Only once did the Vanyar ever leave Valinor, and that was to aid the Ainur in battle against the Black Enemy. When the evil Vala was at last defeated, the Fair Elves marched back to their home in victory. There is no record of a Vanya ever again leaving the Blessed Land of Aman.

The Noldor’s Settlement

The Second Kindred of the Calaquendi, both in size and in order of arrival in Aman, the Noldor were also called the Deep Elves. Finwë was their king. They were the most skilled in crafts and lore of the Immortals, the most fiery of spirit, proud and curious. It was Fëanor the Noldo who made the Silmarils, and because of his unwillingness to surrender them, doomed his kindred to a hopeless war against Morgoth to recover the stolen gems, and later to exile from Aman. When the Black Enemy made away with the Silmarils and fled with them to Endor, the Noldor attempted to pursue him over the water by stealing the great boats of the Teleri. The Teleri resisted, and the Noldor, in their desperation, slew a great many of the defending shipbuilders to win the boats. But great was the anger of the Valar that Elf would slay Elf. A storm swallowed many of those stolen boats and the surviving Noldor landed on the shores of Endor only to be met by one of the Valar who doomed them to exile from Aman forever for their hideous crime, the Kinslaying. The Noldor had seen the light of the two trees, but lived out their days in Middle-earth as exiles.

It is perhaps doubly sad and ironic that Fëanor’s grandson Celebrimbor was seduced by Morgoth’s servant Sauron even as Fëanor was corrupted by the evil Vala’s deceptive words. Twice did the Noldor put all of Middle-earth in peril because of their insatiable desire for knowledge.

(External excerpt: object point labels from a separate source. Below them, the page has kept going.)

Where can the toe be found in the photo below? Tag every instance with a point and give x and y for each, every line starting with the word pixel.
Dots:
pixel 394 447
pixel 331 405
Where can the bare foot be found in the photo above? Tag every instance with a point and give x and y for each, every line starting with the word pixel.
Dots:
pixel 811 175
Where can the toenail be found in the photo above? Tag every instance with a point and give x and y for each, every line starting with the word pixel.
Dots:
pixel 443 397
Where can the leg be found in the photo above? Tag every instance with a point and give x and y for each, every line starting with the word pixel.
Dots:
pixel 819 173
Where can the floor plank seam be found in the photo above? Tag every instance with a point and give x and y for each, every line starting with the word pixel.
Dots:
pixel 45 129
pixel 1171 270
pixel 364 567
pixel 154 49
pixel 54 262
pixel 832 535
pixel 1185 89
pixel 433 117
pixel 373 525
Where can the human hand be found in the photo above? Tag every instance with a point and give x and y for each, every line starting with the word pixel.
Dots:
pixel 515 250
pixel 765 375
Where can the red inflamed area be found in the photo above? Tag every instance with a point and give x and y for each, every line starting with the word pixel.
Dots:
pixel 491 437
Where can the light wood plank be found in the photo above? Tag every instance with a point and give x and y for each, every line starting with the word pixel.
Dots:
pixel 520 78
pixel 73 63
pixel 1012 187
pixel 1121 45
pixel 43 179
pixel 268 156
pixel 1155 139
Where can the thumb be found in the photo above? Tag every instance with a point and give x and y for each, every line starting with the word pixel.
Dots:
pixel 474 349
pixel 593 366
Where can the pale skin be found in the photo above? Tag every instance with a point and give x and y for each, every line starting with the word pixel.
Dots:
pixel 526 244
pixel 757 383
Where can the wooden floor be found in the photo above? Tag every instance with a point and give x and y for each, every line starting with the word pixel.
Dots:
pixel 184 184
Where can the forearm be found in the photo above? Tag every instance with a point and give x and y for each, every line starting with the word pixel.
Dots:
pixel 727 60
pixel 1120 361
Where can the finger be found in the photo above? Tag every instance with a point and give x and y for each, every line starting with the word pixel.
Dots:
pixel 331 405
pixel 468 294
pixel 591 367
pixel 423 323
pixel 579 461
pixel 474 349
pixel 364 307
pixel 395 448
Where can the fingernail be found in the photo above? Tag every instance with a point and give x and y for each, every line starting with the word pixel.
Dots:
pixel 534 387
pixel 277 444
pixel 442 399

The Sindar and the Second Sundering

The original Sindar are believed to be those Teleri who waited for their leader Elwë (Thingol), and the Nandor who traveled as far west as Beleriand. The two groups mixed together and became the Sindar, and although they were perhaps more noble than the original Avari (“The Unwilling”), the Sindar were still Moriquendi, for they never reached the shores of Aman. Their homeland was the realm of Doriath in Beleriand, ruled by Thingol and Melian. Although merely Moriquendi, the Sindar gained great wisdom under the tutelage of Melian the Maia and her husband, who was Calaquendi, having once been to Valinor, and so they became known as the Grey Elves. The Sindar spoke Sindarin, and originated the written script Cirth. With the fall of Beleriand, the surviving Sindar migrated eastward, some remaining in Lindon, while others traveled to live with the Noldor in Eregion, or, east of the Misty Mountains, in Lórien and Mirkwood.